実りの秋を分かち合う

2018/10/29   先生のことば

 みなさんは秋といえば何を思い浮かべますか?
 食欲の秋、芸術の秋、読書の秋、スポーツの秋。秋といえば行事や美味しい食べ物が目白押しです。四季の中でいちばん過ごしやすく、美しい季節です。

 聖学院小学校も秋の行事は盛りだくさんで、9月のフェア、10月には自然学校や英語キャンプ、11月には音楽会や点火式と続きます。
 どれをとっても一朝一夕には成し得ないものばかりで、その意味深さを味わうことは、ちょっとやそっとの時間でできるものではありません。準備からスタートして、実りの時季を迎えるには、必ず通らなければならない道があるからです。
 それは練り上げの道。何度も修正して、より良いものに仕上げる大切な過程です。田んぼの稲も頭を垂れるほどに成長している秋ですが、田植えから収穫までの過程には、やはりこの道があります。米づくりは、自然の影響を大いに受けるからです。

 学校のこどもたちも風に吹かれて、もまれて、それでも顔を上げて前に進もうとすることが、その後の良き成長につながるのではないでしょうか。そうして一つの行事を終えるたびに、実はふくらみ、熟していきます。

 学校には、良い実をつけた多くの仲間がいます。同学年、同じクラスの友だち以外にも親しい子がいるようです。それは、スクールランチのときに共にテーブルを囲む仲間。1年生から6年生までの友だちが6人グループになり、共に食事をして語らいの時を持ちます。そこに見えるのは、ご飯を盛ってやさしく手渡す高学年、「ありがとう」と元気に受け取る低学年、受け渡しを手伝う中学年と、まるで家族のように息のあった動きです。

 「今日は完食できたよ」「すごいね。

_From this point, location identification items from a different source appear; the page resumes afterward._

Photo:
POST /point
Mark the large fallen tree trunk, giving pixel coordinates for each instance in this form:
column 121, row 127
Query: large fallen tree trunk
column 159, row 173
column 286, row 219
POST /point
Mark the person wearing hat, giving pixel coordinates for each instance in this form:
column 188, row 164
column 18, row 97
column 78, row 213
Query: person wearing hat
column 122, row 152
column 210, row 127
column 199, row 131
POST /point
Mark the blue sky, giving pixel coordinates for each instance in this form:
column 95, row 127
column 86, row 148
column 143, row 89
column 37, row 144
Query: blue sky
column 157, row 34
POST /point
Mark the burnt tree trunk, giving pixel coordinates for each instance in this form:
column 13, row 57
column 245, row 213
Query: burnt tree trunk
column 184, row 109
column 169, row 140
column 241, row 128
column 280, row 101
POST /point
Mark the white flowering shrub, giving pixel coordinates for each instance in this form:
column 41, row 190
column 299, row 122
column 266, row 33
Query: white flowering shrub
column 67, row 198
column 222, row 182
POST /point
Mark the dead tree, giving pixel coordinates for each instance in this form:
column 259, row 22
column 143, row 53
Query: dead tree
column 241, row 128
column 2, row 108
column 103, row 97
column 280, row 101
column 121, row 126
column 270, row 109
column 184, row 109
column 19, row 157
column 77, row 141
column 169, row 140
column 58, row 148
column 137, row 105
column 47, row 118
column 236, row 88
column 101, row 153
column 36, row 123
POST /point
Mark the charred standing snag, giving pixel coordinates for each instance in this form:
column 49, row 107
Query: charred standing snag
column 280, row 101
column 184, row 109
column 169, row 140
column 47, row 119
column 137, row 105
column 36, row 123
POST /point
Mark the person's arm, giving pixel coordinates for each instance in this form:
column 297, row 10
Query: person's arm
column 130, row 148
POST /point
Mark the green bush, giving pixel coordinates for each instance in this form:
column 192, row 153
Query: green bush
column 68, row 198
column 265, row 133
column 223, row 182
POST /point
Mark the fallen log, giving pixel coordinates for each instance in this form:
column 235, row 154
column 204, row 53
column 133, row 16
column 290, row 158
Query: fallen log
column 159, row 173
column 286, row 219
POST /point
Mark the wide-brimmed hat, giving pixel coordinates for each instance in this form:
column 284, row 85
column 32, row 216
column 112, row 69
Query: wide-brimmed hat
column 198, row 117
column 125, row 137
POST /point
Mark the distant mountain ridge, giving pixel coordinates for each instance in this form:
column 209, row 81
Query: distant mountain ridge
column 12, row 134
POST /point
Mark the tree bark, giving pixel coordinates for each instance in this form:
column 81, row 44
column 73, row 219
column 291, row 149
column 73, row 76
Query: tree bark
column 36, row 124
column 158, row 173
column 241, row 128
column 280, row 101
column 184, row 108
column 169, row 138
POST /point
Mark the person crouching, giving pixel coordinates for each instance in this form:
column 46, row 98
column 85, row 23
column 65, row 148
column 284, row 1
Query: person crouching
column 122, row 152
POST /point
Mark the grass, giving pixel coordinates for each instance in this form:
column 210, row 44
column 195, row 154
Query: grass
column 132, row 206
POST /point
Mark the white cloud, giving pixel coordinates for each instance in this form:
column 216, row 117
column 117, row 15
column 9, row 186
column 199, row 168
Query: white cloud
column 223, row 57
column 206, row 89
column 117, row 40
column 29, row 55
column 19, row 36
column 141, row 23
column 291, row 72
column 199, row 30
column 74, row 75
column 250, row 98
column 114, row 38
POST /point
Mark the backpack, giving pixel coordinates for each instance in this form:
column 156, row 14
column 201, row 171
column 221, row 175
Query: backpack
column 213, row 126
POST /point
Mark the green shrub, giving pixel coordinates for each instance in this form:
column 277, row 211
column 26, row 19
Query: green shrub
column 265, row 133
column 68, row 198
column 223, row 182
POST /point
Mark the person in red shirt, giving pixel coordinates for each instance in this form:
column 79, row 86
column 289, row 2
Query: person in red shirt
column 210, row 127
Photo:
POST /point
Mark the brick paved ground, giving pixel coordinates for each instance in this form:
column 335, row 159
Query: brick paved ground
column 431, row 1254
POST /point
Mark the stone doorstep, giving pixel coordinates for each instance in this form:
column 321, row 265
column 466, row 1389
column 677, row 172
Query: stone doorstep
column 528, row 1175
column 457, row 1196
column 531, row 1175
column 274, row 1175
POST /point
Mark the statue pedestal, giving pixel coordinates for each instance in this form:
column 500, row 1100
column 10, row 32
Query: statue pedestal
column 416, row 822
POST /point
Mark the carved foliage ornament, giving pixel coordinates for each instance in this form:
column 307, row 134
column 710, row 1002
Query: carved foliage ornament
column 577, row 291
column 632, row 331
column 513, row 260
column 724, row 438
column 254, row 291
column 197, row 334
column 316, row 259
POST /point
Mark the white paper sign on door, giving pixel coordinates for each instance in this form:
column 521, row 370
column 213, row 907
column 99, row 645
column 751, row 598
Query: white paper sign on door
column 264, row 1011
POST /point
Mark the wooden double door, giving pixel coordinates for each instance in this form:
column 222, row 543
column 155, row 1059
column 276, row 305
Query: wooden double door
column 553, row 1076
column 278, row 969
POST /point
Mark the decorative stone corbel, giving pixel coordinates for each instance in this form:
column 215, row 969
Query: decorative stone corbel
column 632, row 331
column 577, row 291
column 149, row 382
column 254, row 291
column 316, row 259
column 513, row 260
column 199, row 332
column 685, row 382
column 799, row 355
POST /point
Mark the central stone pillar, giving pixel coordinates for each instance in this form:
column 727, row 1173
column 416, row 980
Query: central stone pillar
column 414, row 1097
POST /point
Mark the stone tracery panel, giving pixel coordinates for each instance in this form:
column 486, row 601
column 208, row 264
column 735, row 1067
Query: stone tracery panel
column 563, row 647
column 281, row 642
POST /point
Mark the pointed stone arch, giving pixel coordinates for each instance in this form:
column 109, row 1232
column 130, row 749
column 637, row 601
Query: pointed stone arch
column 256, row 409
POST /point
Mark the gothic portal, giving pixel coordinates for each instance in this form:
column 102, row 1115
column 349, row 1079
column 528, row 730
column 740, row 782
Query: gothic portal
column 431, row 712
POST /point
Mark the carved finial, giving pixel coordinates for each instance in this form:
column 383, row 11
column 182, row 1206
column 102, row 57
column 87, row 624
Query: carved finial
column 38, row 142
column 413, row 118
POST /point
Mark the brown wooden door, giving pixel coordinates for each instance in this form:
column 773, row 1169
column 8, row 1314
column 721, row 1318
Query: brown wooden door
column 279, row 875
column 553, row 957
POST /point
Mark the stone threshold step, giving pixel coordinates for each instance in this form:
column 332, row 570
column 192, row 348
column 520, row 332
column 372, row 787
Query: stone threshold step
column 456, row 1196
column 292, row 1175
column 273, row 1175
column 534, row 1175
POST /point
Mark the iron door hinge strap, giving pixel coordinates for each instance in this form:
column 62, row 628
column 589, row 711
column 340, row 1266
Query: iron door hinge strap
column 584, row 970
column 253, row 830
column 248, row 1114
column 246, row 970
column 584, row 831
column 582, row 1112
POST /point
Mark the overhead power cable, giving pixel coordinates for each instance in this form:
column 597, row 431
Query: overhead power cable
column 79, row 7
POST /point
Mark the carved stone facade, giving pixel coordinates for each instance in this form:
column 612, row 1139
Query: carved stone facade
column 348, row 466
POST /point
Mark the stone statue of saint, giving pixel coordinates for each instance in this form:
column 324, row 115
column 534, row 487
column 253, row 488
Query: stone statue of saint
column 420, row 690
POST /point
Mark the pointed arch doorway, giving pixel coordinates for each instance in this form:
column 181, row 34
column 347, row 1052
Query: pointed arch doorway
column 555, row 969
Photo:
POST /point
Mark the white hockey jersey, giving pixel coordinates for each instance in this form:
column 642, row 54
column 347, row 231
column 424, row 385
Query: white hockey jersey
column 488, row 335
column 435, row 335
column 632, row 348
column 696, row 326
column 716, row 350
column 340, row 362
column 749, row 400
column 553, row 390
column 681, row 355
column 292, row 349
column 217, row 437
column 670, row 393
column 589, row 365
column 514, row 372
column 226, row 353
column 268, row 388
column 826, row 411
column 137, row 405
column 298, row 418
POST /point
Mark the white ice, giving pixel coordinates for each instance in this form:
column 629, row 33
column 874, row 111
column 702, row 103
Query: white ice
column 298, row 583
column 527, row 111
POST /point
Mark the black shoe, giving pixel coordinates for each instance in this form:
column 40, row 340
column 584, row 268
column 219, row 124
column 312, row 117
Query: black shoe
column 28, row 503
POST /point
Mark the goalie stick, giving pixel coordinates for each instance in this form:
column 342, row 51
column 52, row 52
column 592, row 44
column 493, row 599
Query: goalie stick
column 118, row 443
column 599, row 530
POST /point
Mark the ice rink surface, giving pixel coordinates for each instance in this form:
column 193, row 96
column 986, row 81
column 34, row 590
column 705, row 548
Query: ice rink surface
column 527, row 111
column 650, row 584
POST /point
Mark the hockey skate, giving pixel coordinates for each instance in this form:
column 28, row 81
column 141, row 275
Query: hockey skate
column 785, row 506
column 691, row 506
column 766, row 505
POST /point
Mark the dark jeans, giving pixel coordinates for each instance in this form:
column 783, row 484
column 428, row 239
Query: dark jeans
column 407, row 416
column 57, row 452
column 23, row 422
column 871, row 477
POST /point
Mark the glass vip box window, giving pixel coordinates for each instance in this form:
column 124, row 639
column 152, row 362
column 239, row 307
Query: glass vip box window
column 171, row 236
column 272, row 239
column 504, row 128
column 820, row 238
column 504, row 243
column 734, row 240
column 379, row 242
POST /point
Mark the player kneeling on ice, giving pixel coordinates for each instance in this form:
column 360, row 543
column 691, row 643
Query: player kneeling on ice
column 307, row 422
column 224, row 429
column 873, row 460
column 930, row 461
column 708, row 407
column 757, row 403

うれしいな」
 「これは残してもいい?」「いいよ。でも、一口だけでも食べてみてほしいな」

 ご家族の手作り弁当の日は、きっと、好きなおかずをたくさん入れてもらえることでしょう。でもスクールランチの日には、目新しいおかずに出会うことがあります。やさしい仲間と共に食卓を囲む中で、安心して味覚の幅を広げていけたらいいなと思います。
 日々、私たちは、神様からあふれるほどの恵みをいただいています。
 「実りの秋」には、収穫感謝“Thanksgiving”の気持ちを大切に、一人ひとりが良い実をふくらませていきたいと思います。そして、世界の友だちにも目を向け、実りを分かち合うことを続けていきたいと思います。